Interesting commentary: Lloyd FJ, Reyna VF. Clinical Gist and Medical Education JAMA Vol 302 No 12, 1332-1333
The authors describe two types of memory: verbatim and gist.
As you'd expect, verbatim is about remembering specific things & lists of things, gist is about remembering the underlying concept.
It seems that these memory types are independent - strength in one does not predict strength or weakness in the other.
From studies of these two memory types they point out three implications:
1: "...gist memories endure over time and are more robust to interference from distractions such as stress or interference."
2: Learning environments assess for verbatim learning "List the three things..." "What are the top ten diagnoses..." but are not as good at assessing gist. Good clinicians rely on gist and can for the most part look up facts on the internet.

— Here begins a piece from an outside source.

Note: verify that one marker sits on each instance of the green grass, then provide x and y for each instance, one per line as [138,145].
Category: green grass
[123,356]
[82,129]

The authors give an example of a medical trainee presented with a 4 year old child with fever, runny nose, sore throat & family members sick with the same thing. A verbatim assessment leads the trainee to assess for sepsis with blood cultures, to use imaging to evaluate sinusitis, strep test, etc. A gist assessment would lead a trainee to diagnose a viral upper respiratory infection and prescribe acetaminophen rest & observation.
3: Medical training is typically aimed at lists and facts that can be easily gleaned from on line medical resources, yet evaluations of medical facts (that deteriorate in memory over time) imply that older clinicians are at risk of providing substandard care.

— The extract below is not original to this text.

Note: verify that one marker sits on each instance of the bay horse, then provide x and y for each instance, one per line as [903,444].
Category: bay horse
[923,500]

What I find most fascinating in this commentary is the degree to which medical quality is assessed based on the verbatim model and how little we measure based on the gist. In Milstein's Health Affairs piece we see that the critical elements leading to improved care and reduced costs is the gist of effective primary care, yet we find the laudable principles of Patient Centered Medical Home bastardized into a verbatim list that more accurately reflects Doctor Centric Technology Marvel.
We really need a national conversation about how we measure quality. The Cartesian verbatim approach is missing the forest for the trees.